Spectral hardness transition driven by changes in absorption and continuum.

Principal components include variable soft excess, thermal emission, and continuum.

Flickering behavior linked to thermal plasma emission variations.

Abstract

Hard X-ray-emitting ($\delta$-type) symbiotic binaries, which exhibit a strong hard X-ray excess, have posed a challenge to our understanding of accretion physics in degenerate dwarfs. RT Cru, which is a member of the $\delta$-type symbiotics, shows stochastic X-ray variability. Timing analyses of X-ray observations from XMM-Newton and NuSTAR, which we consider here, indicate hourly fluctuations, in addition to a spectral transition from 2007 to a harder state in 2012 seen with Suzaku observations.

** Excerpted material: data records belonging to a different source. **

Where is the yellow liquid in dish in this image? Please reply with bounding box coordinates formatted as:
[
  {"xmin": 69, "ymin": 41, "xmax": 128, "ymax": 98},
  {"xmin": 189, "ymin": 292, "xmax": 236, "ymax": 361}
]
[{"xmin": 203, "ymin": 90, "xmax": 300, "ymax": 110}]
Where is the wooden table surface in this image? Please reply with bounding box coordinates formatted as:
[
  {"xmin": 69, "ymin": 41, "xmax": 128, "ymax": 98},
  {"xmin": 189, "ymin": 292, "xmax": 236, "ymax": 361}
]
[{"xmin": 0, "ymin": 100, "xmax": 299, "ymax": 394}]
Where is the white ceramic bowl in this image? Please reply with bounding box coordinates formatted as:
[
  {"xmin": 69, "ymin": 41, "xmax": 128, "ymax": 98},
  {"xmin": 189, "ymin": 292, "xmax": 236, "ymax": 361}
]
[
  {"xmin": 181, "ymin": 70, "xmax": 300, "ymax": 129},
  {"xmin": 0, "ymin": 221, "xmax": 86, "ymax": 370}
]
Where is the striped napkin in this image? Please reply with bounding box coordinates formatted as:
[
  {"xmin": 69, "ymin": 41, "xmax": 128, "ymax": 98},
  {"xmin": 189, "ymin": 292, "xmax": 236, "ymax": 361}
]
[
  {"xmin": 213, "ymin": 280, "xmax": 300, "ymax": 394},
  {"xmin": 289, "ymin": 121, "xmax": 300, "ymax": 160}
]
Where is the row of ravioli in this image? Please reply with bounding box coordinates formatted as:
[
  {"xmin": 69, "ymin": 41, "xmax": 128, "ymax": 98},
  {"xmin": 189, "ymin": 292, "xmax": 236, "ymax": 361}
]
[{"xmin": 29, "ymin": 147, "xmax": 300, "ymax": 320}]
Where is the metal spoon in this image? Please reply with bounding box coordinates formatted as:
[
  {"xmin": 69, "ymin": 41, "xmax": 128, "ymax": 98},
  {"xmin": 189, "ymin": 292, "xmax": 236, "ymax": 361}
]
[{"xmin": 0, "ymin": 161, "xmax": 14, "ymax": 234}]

To trace the nature of X-ray variability, we analyze the multi-mission X-ray data using principal component analysis (PCA), which determines the spectral components that contribute most to the flickering behavior and the hardness transition. The Chandra HRC-S/LETG and XMM-Newton EPIC-pn data provide the primary PCA components, which may contain some variable emission features, especially in the soft excess. Additionally, the absorbing column (first order with 50%), along with the source continuum (20%), and a third component (9%) - which likely accounts for thermal emission in the soft band - are the three principal components found in the Suzaku XIS1 observations. The PCA components of the NuSTAR data also correspond to the continuum and possibly emission features. Our findings suggest that the spectral hardness transition between the two Suzaku observations is mainly due to changes in the absorbing material and X-ray continuum, while some changes in the thermal plasma emission may result in flickering-type variations.